La influencia del perspectivismo de Nietzsche en Ortega
El perspectivismo orteguiano tiene una clara raigambre nietzscheana. La vida, en opinión del filósofo alemán, no puede no interpretar: «no hay hechos, sino interpretaciones». La interpretación posee en Nietzsche un carácter ontológico básico, orgánico. En el fragmento 14 [152] de sus Fragmentos póstumos, escribe: «la voluntad de poder como conocimiento […], no “conocer”, sino esquematizar, imponer al caos regularidad y formas suficientes de manera que satisfaga nuestra necesidad práctica».
¿Es Nietzsche acaso un hermeneuta? ¿Por qué se dice en diversos contextos que fue él quien instauró las bases de la hermenéutica? Si ponemos el pie en Gadamer y Heidegger (este último, gran influencia del más maduro Ortega), observamos cómo parten siempre de una estructura de precomprensión, de un «estar previo» en el mundo, lo que supone ya una trama de significatividad que se sitúa como condición de posibilidad de la interpretación. La interpretación orgánica de Nietzsche, así como la introducción de sentido por parte de la voluntad de poder, son momentos previos a la precomprensión de la que hablan Heidegger y Gadamer.
Nietzsche se expresaba del siguiente modo en el fragmento 2 [151]: «no se debe preguntar: ¿entonces quién interpreta?, sino que el interpretar mismo, en cuanto una forma de voluntad de poder, tiene existencia (pero no como un “ser”, sino como un proceso, un devenir) como un afecto». Así, podemos distinguir dos niveles en la «hermenéutica» nietzscheana: por un lado, una introducción de sentido absoluta —radical—, en la que se introduce regularidad en el caos, y por otro lado una oposición de unos sentidos y otros, que no es ya un poder originario, sino hecho «a partir de». Y este desenvolvimiento de la voluntad de poder en tanto que instancia interpretativa es la razón de que en Nietzsche no existe un sentido en sí: el sentido se da solo en relación a la interpretación de quien lo pone. Un sentido en sí es un contrasentido.

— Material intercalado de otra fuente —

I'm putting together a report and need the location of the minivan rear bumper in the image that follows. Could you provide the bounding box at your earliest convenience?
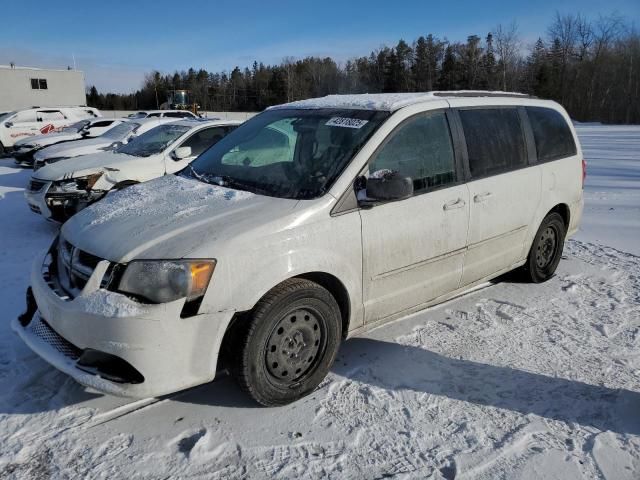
[567,195,584,238]
[12,248,233,398]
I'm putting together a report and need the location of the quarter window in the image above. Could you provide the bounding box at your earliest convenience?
[180,127,225,156]
[369,112,456,192]
[460,108,527,178]
[526,107,576,162]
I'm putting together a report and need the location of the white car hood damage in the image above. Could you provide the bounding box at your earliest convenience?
[62,175,298,263]
[33,152,144,181]
[34,137,115,160]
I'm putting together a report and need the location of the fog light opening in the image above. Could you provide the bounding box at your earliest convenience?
[76,348,144,384]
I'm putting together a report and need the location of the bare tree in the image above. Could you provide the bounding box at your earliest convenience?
[494,20,521,91]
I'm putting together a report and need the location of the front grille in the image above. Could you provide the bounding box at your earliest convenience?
[27,315,82,360]
[29,178,47,192]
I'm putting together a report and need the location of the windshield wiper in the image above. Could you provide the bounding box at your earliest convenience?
[188,165,271,196]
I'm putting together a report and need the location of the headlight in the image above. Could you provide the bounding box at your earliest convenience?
[49,172,102,193]
[118,260,216,303]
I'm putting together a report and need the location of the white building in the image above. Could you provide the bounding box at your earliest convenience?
[0,65,87,112]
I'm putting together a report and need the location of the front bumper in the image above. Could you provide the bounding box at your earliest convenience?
[12,248,233,398]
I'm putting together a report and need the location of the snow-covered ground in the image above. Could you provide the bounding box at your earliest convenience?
[0,126,640,480]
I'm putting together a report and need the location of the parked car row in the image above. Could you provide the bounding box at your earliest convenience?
[13,92,586,406]
[0,106,102,156]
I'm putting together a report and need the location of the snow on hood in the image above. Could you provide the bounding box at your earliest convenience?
[35,137,114,160]
[33,152,138,181]
[13,132,82,148]
[62,175,297,262]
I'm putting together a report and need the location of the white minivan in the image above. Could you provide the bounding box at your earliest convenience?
[12,118,124,167]
[0,106,102,156]
[13,92,585,405]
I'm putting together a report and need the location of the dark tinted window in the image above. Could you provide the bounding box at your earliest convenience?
[526,107,576,162]
[164,112,193,118]
[460,108,527,178]
[369,112,456,191]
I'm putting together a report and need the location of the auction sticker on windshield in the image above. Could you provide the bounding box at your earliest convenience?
[325,117,369,128]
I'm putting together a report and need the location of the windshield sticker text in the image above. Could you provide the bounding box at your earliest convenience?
[325,117,368,128]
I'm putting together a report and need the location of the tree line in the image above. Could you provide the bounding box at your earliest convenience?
[87,13,640,123]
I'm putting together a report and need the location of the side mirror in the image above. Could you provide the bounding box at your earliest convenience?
[366,170,413,200]
[171,147,191,160]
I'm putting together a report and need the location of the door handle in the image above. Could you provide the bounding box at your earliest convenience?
[473,192,493,203]
[442,198,466,210]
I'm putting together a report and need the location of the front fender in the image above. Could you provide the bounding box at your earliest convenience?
[203,213,364,329]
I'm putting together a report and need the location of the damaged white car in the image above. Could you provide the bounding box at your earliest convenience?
[12,118,124,167]
[13,92,585,405]
[25,120,239,222]
[33,118,175,170]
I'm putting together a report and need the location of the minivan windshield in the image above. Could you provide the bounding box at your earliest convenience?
[118,124,191,157]
[60,120,90,133]
[182,108,389,199]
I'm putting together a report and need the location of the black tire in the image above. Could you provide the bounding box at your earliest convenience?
[523,212,567,283]
[229,278,341,407]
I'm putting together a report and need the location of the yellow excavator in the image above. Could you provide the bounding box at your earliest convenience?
[160,90,200,115]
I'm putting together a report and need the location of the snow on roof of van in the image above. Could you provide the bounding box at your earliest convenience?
[269,90,530,112]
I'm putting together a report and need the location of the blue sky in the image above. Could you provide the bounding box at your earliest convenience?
[0,0,640,92]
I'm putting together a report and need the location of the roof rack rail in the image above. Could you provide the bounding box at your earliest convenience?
[431,90,538,98]
[431,90,538,98]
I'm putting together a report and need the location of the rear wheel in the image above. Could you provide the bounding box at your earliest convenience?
[231,279,341,406]
[523,212,566,283]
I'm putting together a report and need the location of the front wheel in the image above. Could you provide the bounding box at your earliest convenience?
[231,278,341,406]
[524,212,566,283]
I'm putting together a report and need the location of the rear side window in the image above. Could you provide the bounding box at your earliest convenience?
[525,107,576,162]
[369,112,456,192]
[180,127,225,157]
[460,108,527,178]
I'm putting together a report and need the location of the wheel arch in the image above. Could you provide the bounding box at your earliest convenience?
[217,272,352,369]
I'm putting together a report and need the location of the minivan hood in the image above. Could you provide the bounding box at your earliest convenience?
[33,152,145,181]
[62,175,298,262]
[35,137,114,160]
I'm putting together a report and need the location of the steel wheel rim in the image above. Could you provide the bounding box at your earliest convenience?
[265,308,326,383]
[536,226,558,268]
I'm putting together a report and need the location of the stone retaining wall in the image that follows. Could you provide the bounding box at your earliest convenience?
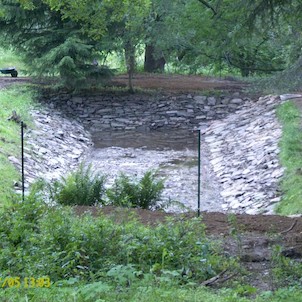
[43,94,250,131]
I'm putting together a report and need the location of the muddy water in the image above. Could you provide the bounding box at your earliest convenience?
[89,130,222,211]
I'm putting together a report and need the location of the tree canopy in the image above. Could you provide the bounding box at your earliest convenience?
[0,0,302,86]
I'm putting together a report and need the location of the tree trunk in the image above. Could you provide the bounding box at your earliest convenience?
[125,41,135,93]
[144,45,166,72]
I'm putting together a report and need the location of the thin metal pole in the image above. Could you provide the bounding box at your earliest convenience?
[21,122,25,201]
[197,129,200,217]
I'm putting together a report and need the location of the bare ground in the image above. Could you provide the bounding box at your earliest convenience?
[0,74,302,290]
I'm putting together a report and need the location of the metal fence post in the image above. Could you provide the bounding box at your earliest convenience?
[197,129,201,217]
[21,122,25,201]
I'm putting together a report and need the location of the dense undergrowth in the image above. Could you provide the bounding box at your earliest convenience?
[0,86,33,205]
[0,198,302,302]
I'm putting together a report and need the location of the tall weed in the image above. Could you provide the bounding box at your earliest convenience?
[107,171,164,209]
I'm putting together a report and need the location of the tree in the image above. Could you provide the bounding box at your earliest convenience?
[40,0,150,92]
[0,0,110,88]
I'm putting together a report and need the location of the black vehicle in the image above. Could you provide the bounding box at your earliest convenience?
[0,67,18,78]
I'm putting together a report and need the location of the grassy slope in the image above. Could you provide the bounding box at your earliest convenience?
[277,102,302,215]
[0,86,32,205]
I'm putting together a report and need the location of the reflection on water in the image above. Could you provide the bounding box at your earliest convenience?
[88,129,222,211]
[92,130,198,151]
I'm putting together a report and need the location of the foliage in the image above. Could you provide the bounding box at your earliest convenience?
[0,198,231,283]
[0,86,33,205]
[0,0,302,85]
[107,171,164,209]
[0,1,112,89]
[48,164,105,206]
[272,246,302,288]
[0,198,301,302]
[0,46,25,74]
[277,102,302,215]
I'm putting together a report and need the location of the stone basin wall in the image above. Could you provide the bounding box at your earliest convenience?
[42,93,250,132]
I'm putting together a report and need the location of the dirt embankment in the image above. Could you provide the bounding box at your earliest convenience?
[0,74,302,290]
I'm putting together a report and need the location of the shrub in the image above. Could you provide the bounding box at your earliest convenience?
[52,164,105,206]
[107,171,164,209]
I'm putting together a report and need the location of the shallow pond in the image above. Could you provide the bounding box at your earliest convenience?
[89,130,222,211]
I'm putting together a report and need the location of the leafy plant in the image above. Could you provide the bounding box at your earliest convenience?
[107,171,164,209]
[52,164,105,206]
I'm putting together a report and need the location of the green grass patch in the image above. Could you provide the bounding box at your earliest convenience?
[0,86,33,205]
[276,101,302,215]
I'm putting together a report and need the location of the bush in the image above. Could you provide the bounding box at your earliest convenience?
[52,164,105,206]
[107,171,164,209]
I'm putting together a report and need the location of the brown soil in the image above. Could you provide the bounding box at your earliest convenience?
[74,206,302,291]
[112,74,247,93]
[0,74,302,290]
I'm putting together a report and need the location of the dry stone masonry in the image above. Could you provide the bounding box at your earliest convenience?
[44,94,249,132]
[204,96,283,214]
[15,109,92,186]
[11,94,298,214]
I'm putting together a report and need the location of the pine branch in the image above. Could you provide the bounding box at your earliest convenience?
[198,0,217,16]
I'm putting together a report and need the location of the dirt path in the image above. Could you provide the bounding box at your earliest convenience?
[0,75,302,290]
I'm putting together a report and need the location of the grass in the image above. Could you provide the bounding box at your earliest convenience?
[0,86,32,205]
[276,101,302,215]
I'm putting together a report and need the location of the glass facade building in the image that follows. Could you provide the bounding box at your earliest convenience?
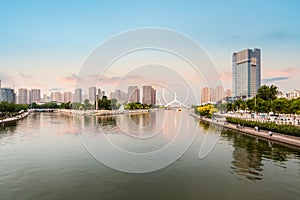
[232,49,261,97]
[0,88,16,103]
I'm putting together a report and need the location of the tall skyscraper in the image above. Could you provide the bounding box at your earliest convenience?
[128,86,140,103]
[18,88,28,104]
[64,92,72,103]
[232,49,261,97]
[216,85,224,101]
[54,91,63,103]
[0,88,16,103]
[143,86,156,105]
[74,88,82,103]
[201,87,210,104]
[224,89,232,97]
[30,89,41,103]
[89,87,96,104]
[43,94,50,103]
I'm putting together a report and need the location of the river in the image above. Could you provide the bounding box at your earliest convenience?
[0,110,300,200]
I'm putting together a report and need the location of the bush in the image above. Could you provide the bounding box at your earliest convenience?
[226,117,300,137]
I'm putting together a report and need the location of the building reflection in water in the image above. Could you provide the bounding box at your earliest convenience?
[221,130,297,180]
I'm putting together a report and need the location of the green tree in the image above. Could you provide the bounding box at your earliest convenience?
[290,97,300,115]
[98,96,111,110]
[246,98,255,112]
[256,85,278,101]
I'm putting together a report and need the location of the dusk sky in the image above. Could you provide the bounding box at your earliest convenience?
[0,0,300,93]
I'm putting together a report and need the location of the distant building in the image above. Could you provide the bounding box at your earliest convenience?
[277,90,300,100]
[30,89,41,103]
[224,89,232,97]
[43,94,50,103]
[64,92,73,103]
[0,88,16,103]
[18,88,28,104]
[54,91,63,103]
[128,86,140,103]
[201,87,210,104]
[74,88,82,103]
[97,89,105,99]
[89,87,96,104]
[142,86,156,105]
[215,85,224,102]
[232,49,261,97]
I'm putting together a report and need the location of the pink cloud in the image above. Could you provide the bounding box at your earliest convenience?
[262,68,300,77]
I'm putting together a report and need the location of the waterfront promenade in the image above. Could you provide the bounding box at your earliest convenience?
[0,111,31,125]
[190,112,300,147]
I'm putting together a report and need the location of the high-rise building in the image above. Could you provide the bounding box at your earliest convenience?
[215,85,224,101]
[54,91,63,103]
[224,89,232,97]
[0,88,16,103]
[43,94,50,103]
[209,87,216,102]
[89,87,96,104]
[27,90,32,104]
[128,86,140,103]
[18,88,28,104]
[143,86,156,105]
[74,88,82,103]
[64,92,73,103]
[97,88,105,99]
[201,87,210,104]
[232,49,261,97]
[30,89,41,103]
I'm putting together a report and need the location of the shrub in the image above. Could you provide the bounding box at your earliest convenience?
[226,117,300,137]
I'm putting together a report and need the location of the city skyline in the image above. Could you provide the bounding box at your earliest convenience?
[0,1,300,93]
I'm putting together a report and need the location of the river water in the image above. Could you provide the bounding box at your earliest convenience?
[0,110,300,200]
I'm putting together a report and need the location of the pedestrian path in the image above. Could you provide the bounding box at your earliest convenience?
[191,113,300,147]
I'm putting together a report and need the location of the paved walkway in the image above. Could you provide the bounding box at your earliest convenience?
[191,113,300,147]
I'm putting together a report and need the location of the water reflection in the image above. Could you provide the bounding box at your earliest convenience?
[221,130,299,180]
[98,116,117,126]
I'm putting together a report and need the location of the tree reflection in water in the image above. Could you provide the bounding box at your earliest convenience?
[221,130,299,180]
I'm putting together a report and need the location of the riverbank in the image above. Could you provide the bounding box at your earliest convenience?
[0,111,31,125]
[57,109,150,116]
[190,112,300,147]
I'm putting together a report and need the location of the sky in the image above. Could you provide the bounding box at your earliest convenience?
[0,0,300,97]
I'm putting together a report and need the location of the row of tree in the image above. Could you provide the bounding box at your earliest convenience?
[225,85,300,114]
[0,101,28,113]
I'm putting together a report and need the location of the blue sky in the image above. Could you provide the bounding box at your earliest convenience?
[0,0,300,94]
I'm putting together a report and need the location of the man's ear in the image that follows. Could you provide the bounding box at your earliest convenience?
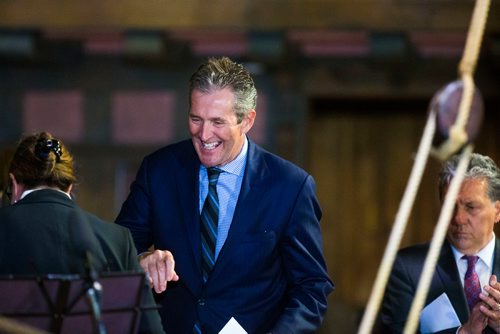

La vida no puede no interpretar, decíamos con Nietzsche. El hombre ha de reconocer que todo cuanto realiza, cuanto hace, es ya una creación, es decir, interpretación y no una mera constatación. El ser ya no es el paradigma de lo fijo, de lo permanente, porque la vida no puede dejar de interpretar; por ello, como asegura también Ortega, no hay supremacía de unas interpretaciones sobre otras, sino un constante conflicto y complementariedad.
El problema capital al que se enfrenta Nietzsche en esos textos es que el mundo del ser ha devenido en lo válido, en lo que es (en palabras del filósofo: «el auténtico primum mobile es la no creencia en lo que deviene, la desconfianza ante lo que deviene, el menosprecio de todo devenir…»). El mundo del ser, para Nietzsche, es el mundo —se quiera o no— del devenir, que ha acabado soterrado bajo el mundo que debería ser. Pues (fragmento 9 [60]) «el hombre busca “la verdad”: un mundo que no se contradiga, no engañe, no cambie, un mundo verdadero. […] No duda de que haya un mundo como debe ser; quisiera buscar el camino que conduce a él». El giro que propone Nietzsche consistirá en demoler la relación entre un «mundo aparente» y un «mundo verdadero», reconduciéndola a estimaciones de valor, que expresan, según el autor, «condiciones de conservación y crecimiento» (fragmento 9 [38]). Una vida que no deja de interpretar… y de luchar.